Não, eu não posso. Definitivamente. A atual situação política e econômica mundial acaba com todas as esperanças de tornar os foguetes espaciais russos lucrativos no mercado mundial, de qualquer cosmódromo, de qualquer foguete que lançem. Quando o SeaLaunch era americano, havia esperança de que pudesse ser usado para contornar as restrições do Pentágono , mas agora não é. Portanto, só há ordem governamental pela frente, e raras ordens de terceiros países que não temem as sanções dos EUA.



Por que então a Rússia precisa de um lançamento marítimo?

Sim, simples. Legal, é uma pena cortar para o lixo.

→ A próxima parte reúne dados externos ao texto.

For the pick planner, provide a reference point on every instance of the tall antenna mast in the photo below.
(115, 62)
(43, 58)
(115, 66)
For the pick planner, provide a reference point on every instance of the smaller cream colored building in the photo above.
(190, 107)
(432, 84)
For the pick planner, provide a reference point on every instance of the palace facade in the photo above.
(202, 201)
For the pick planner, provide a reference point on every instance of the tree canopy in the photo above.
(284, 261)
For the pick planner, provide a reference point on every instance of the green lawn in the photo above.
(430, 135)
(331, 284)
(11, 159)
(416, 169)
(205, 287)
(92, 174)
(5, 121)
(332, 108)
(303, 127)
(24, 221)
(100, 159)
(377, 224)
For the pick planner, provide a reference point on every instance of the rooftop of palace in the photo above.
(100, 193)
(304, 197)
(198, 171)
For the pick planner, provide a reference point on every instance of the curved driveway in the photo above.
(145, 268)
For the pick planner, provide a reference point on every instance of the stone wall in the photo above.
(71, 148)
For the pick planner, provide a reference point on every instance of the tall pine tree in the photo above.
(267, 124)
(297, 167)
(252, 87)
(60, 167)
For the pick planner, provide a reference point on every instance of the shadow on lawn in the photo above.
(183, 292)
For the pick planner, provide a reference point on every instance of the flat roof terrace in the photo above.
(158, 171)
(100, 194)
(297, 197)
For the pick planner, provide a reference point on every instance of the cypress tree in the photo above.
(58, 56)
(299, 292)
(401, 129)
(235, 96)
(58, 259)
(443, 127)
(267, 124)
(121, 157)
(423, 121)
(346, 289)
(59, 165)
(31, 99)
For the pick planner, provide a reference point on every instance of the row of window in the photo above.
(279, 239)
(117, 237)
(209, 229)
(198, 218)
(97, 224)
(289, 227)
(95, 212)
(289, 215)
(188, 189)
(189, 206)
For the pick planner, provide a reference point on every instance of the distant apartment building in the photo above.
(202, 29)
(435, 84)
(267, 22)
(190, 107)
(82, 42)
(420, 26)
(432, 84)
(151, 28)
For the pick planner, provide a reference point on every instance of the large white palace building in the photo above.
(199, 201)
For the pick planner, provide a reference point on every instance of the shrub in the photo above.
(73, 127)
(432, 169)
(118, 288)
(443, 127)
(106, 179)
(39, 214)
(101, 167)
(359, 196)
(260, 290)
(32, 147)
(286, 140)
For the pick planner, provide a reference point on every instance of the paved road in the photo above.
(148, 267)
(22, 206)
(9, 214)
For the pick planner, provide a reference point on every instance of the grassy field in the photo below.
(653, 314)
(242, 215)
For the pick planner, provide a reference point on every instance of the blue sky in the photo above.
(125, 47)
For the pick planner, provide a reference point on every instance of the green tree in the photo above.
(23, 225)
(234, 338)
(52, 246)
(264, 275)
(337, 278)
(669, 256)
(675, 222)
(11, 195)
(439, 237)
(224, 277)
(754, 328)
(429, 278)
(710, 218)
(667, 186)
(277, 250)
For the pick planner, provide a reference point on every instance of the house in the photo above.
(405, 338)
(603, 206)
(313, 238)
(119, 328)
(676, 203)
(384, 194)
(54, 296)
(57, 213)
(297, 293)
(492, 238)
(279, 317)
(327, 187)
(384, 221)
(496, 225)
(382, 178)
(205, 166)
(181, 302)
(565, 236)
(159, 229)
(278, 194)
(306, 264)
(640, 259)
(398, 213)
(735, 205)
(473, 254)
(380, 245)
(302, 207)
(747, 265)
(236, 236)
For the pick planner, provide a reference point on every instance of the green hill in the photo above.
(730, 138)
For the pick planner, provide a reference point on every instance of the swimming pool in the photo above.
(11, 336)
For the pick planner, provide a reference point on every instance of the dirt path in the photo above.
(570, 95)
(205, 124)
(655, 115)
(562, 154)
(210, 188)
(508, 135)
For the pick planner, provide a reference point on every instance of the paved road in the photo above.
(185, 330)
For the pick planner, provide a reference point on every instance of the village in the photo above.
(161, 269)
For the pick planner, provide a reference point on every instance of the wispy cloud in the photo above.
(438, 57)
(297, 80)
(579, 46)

Mas, falando sério, este é antes de tudo um projeto de boa imagem. Linda e romântica, embora inútil para a economia, como uma cidade em Marte. Para a Roscosmos, ele fornece uma série de benefícios indiretos - esta é uma razão adicional conveniente para mudar para os novos mísseis Soyuz-5 e Soyuz-6 e para economizar dinheiro na construção de uma plataforma de lançamento para eles. E esses foguetes, por sua vez, são necessários para dar trabalho ao Khimki Energomash , que resistiu por vinte anosvende motores para a ucraniana “Zeniths” e para a americana Atlas V, e corre o risco de ficar completamente sem trabalho dentro de um ou dois anos. O atual "burro de carga" do Roskosmos "Soyuz-2" é um foguete excelente tanto estética quanto tecnicamente, mas os motores para ele são produzidos pela empresa Rostec, ou seja, “Fora do Contorno”, que leva parte dos fundos do orçamento para o lado de Roscosmos, isso não lhe agrada. Além disso, "Soyuz-5" e "Soyuz-6" são elementos de um foguete lunar projetado pela Roscosmos, portanto, se voarem, a conquista da lua ficará um pouco mais barata e mais realista se o estado encontrar fundos para essa tarefa .



O Sea Launch e a cosmonáutica russa em geral viverão?

Sim, mas às nossas custas, queridos contribuintes. Então, fique rico, senhores, cidadãos cumpridores da lei, fique rico. Aumente o PIB e o espaço será nosso.



Gostaria de expressar a minha gratidão à assessoria de imprensa da Roscosmos pela ajuda na preparação da reportagem fotográfica.